Als in den 1950/60er Jahren die Betriebswohnungen im Jammer nicht mehr benötigt wurden, diente er eine Zeitlang als Material- und Lagerraum für die Zimmerleute von Schlikker & Söhne. Später wurde dann für den Betriebsarzt ein Zimmer eingerichtet, in dem er seine Sprechstunden für die Werktätigen des Unternehmens abhielt. Nachdem die Zimmerleute den Jammer verlassen hatten, wurden ihre Räume für den Werksverkauf von Stoffen und Textilien genutzt.
Der Jammer macht Schule
Ende der 1960er Jahre fand an einigen Wochentagen im Jammer der „theoretische“ Unterricht für die jungen Schüttorfer statt, die bei Schlikker & Söhne zu Webern oder Spinnern ausgebildet wurden. Sie wurden von Meistern oder Facharbeitern, die einen Ausbildungsausweis erworben hatten, in allen Belangen rings um die Verarbeitung von Baum- oder Zellwolle unterrichtet.

Leider ist der Hausstein des Jammers schon recht verwittert und teilweise hinter einem Regenwasserabflussrohr verborgen. Ein Baujahr ist für mich (mehr) nicht zu erkennen.
Arbeitsplatz des Bürgermeisters
Auch der Betriebsrat von Schlikker & Söhne hatte später im Jammer seine Büroräume. Hier organisierte der freigestellt Betriebsratsvorsitzende Hermann Brinkmann die Interessenvertretung der Belegschaft. Brinkmann war gelernte Spinner und genoss hohes Vertrauen und Ansehen bei seinen Kolleginnen und Kollegen. Von 1972 bis 1988 war er dann Bürgermeister der Stadt Schüttorf.
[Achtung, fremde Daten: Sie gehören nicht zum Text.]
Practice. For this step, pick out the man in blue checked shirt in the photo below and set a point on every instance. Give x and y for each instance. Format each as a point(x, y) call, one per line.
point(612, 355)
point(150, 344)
Er hatte es nicht weit von seinem Arbeitsplatz zum Rathaus.
Mit dem Aus begann der Abriss
Als im Jahr 1990 des Unternehmen Schlikker & Söhne in die Insolvenz ging, wurde zunächst die Produktion der Spinnerei eingestellt, später erfuhr auch die Weberei das selbe Schicksal. In wenigen Monaten verloren fast 1.000 Schüttorfer*innen ihren Arbeitsplatz. Zurück blieben leerstehende Fabrikationshallen. Ein Investor aus Ostfriesland kaufte das Areal und errichtete auf dem Gelände der ehemaligen Weberei und in dem Gebäude der alten Spinnerei das heutige Handels- und Dienstleistungszentrum „Vechtecenter“. Um das alte Werksgelände südlich der Fabrikstraße auch vermarkten zu können, wurden viele alte Betriebsgebäude abgerissen. Lediglich das alte Ballenlager und der mittlerweile unter Denkmalschutz gestellte Jammer blieben vom Abriss verschont.
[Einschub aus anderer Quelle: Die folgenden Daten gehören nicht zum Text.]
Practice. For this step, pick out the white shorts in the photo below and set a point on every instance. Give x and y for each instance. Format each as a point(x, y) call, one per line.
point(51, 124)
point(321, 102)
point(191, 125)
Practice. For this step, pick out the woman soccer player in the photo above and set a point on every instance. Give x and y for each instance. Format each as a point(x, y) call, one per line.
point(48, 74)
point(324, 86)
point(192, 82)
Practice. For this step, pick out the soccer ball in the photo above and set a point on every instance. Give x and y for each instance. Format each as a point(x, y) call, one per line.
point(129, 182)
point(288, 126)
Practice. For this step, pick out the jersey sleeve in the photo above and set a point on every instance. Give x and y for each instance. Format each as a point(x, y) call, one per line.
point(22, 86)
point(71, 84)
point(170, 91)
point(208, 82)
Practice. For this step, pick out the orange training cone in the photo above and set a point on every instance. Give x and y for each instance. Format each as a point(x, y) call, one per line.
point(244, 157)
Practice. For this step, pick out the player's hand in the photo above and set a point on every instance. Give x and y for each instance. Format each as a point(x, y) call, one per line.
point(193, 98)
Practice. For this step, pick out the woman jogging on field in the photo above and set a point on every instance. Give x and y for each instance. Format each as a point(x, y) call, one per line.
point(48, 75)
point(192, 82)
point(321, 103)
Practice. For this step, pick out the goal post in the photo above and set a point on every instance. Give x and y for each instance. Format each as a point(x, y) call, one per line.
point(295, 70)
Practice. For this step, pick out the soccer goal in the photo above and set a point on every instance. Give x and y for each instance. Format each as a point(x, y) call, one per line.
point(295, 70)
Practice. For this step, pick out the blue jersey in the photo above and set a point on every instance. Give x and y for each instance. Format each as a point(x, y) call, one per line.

Mit der Fertigstellung des Vechtezentrums wurde das Kopfsteinpflaster der Fabrikstraße, das ebenfalls unter Denkmalschutz steht, mit einer Asphaltdecke überzogen. Rechts sind noch die ehemaligen Remisen für die Pferdefuhrwerke zu sehen. Das Foto entstand 2009.
Ein Bild des Jammers
Zu Beginn des 21. Jahrhunderts entschloss sich die Stadt Schüttorf, dieses Gelände dem Investor abzukaufen. Mit großen Aufwand und für viel Geld wurde der Boden des Geländes 2013 wegen hoher Schadstoffbelastungen abgetragen und neu aufgefüllt. Schon damals lagen Pläne auf den Tisch, auf diesem Gelände, vor allem im alten Ballenlager, ein soziokulturelles Zentrum zu errichten. Damit die schon reichlich in Mitleidenschaft gezogene Bausubstanz der verbliebenen Gebäude nicht noch weiter verfallen sollte, wurde beschlossen, den Jammer und das Ballenlager wetterfest zu machen. Leider haben die Maßnahmen, so sie denn ergriffen wurden, nicht gereicht, um den Verfall aufzuhalten. Heute bieten beiden Gebäude einen so trostlosen Anblick, dass vielen Bürger*innen ihre Erhaltenswürdigkeit als äußerst gering erscheint.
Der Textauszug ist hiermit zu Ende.